Do you find in this environment that there's a shortage of opportunities to look at companies? I've got to believe that there's a fair quantity that you can look at. I don't know if there's a fair quantity that qualify.
You can be as busy as you're willing to put the effort in. Lots of businesses are available for sale through brokers and bankers. I've also had success talking to business owners directly. I started searching here in August. I wasn't in the market during the early days of COVID. I heard that was a bit of a slowdown but I feel that it's picked right back up and especially now, I had a surge of people I was talking to that said, “Come circle back around the first of the year and let's start talking.” It’s very busy times now.
For the readers, they're going like, “I've got a company. How do I attract your gaze?” For some of the businesses that didn't make the cut to do further due diligence and maybe why that was.
I have a couple of philosophies that I think about when I'm buying a business. One is that I don't expect me as the owner and operator coming in without 30 years of experience you had as the seller. I don't believe that early on in my life as the CEO I'm going to be able to operate the business as effectively as you did with all your experience. With that in mind, if there's a seller that's involved with the business’ daily operations in the standpoint that they're still providing some service to clients, they're still the most pivotal player in the sales or the most pivotal player in the maintaining relationships with a client, it can give me a bit of pause because I'll be taking over the seat from them. I don't have that experience that they have and that years of goodwill with that client. If it is those types of situations, there's more risk for me as a buyer coming in.
[bctt tweet="Value means much more than revenue. " via="no"]
Another situation that has caused issues in deals to die on my end is maybe you have a fantastic business model. It's in a nice industry, great margins and good cashflow. Everything from a financial picture looks great, but then we started talking some more and I find out that 50%-plus of your business is from this one client. In those situations, the way a mentor of mine phrased it was, those are wonderful businesses to own, not wonderful businesses to buy. You built a special relationship with a client that you've worked with them and they've grown and scaled over the years and you've scaled with them but they still remain a large portion of your revenue.
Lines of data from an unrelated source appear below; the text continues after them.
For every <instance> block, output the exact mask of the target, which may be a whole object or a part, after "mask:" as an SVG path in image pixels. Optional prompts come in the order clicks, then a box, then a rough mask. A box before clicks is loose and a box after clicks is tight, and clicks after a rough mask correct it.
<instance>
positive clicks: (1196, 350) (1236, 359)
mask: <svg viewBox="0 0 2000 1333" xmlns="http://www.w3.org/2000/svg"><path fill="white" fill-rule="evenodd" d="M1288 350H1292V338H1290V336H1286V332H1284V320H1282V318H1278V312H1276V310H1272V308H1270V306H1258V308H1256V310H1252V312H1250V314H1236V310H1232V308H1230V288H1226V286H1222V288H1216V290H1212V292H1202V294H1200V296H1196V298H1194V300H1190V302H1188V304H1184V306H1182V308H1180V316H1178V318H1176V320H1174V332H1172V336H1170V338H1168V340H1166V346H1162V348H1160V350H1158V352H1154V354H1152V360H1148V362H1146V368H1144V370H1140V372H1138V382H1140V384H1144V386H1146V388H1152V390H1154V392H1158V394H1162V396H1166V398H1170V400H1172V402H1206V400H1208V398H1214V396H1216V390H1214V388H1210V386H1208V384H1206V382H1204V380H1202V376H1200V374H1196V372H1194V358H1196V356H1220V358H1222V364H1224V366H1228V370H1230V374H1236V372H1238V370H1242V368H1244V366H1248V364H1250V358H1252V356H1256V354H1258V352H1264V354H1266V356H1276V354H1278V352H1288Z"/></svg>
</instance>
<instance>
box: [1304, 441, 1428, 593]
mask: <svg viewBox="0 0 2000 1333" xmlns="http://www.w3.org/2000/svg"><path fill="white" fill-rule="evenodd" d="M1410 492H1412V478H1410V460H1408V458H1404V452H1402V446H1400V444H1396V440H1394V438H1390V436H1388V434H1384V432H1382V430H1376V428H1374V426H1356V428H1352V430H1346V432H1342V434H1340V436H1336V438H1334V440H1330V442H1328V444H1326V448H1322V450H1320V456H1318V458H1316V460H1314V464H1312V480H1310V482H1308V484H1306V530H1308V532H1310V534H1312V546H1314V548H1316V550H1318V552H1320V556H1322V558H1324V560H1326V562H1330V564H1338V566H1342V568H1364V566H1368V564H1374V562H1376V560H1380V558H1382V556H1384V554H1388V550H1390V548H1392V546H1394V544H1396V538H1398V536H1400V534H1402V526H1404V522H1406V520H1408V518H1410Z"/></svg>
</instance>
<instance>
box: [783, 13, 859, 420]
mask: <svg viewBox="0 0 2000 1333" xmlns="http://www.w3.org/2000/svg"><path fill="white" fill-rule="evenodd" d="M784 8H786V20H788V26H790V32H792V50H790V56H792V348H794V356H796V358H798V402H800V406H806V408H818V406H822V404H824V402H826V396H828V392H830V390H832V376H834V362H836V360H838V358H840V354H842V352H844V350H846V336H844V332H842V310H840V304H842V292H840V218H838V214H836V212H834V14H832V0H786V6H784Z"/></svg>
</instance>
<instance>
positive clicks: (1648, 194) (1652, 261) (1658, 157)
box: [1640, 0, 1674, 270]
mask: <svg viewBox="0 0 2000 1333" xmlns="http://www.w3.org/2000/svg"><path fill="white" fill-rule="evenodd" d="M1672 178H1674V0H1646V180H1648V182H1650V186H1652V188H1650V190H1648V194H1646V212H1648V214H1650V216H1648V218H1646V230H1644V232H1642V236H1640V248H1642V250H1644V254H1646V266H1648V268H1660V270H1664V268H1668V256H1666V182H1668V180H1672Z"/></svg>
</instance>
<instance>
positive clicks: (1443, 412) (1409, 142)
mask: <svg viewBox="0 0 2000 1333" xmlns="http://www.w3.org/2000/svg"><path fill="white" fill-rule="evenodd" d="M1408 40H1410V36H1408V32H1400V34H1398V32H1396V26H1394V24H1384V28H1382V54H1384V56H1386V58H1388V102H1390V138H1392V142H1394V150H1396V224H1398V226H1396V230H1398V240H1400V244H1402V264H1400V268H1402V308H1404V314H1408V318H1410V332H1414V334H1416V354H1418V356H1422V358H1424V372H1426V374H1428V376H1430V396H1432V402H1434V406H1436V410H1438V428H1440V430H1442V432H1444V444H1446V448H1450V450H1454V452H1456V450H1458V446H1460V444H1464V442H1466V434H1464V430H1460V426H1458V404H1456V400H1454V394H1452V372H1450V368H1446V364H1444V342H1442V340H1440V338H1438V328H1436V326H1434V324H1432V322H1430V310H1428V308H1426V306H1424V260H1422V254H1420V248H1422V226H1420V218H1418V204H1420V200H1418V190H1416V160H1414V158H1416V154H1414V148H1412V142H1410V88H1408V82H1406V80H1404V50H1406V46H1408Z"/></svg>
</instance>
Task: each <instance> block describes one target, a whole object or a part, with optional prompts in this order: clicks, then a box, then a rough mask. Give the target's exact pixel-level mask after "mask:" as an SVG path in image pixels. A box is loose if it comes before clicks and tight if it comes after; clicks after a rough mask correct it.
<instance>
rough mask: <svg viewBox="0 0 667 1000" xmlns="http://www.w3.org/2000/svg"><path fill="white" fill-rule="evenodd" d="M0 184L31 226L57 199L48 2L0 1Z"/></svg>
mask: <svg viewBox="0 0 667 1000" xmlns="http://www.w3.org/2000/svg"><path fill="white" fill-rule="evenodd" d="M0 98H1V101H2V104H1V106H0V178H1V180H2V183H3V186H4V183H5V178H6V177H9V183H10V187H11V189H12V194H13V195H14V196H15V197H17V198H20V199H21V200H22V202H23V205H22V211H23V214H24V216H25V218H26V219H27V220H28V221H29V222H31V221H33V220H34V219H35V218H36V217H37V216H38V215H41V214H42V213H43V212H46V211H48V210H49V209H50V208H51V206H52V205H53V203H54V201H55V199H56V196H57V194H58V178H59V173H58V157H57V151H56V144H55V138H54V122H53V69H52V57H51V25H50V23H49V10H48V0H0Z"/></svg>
As a buyer, that gives me a bit of a pause and makes it harder to pay you a great value for the business because there's a lot more risk for me as the buyer because as I don't have that relationship. If something was to happen, all of a sudden, your business doesn't look the same as it does before with gaping hole in the income statement.
When you're talking to these various business owners, do you think that they're surprised in many cases when you bring up client concentration? You're the CEO, the chief salesman and the marketing. You're everybody. Do you think they're surprised when they hear that?
One part that I have found especially true with the relationship with clients and customers is folks will be proud of the relationships they've formed with people, and that does mean something. I don't want to say that it doesn't have value, but it's hard to take that good faith to the bank when there's concentration risks that isn't settled by a legal contract. It’s a good thing to have with the business but a lot of times that trust relationships are not enough to bridge the gap with a lender to get financing for a deal. It’s a lot of risk for a buyer.
The owner may have a perception and he says, “Look at all my financials.” From the buyer's perspective, you go, “I'd have to discount this risk so much that you're not going to like the deal. You might like the eventual money if it all comes to pass but you're not going to the deal structure.”
I'm a big proponent of keeping things simple. If you're only able to get the deal to work through a complex structure that both sides barely comprehend, it's not a good start. I'd rather keep it stupid simple, and a simple mixture of cash at close and either a seller's note or an earn-out for part of it, not layer upon layer of complexity where at the end of the day, there's a high likelihood that we'll have differing opinions about certain terms being met. That's not a good relationship starter and not a good point to begin with.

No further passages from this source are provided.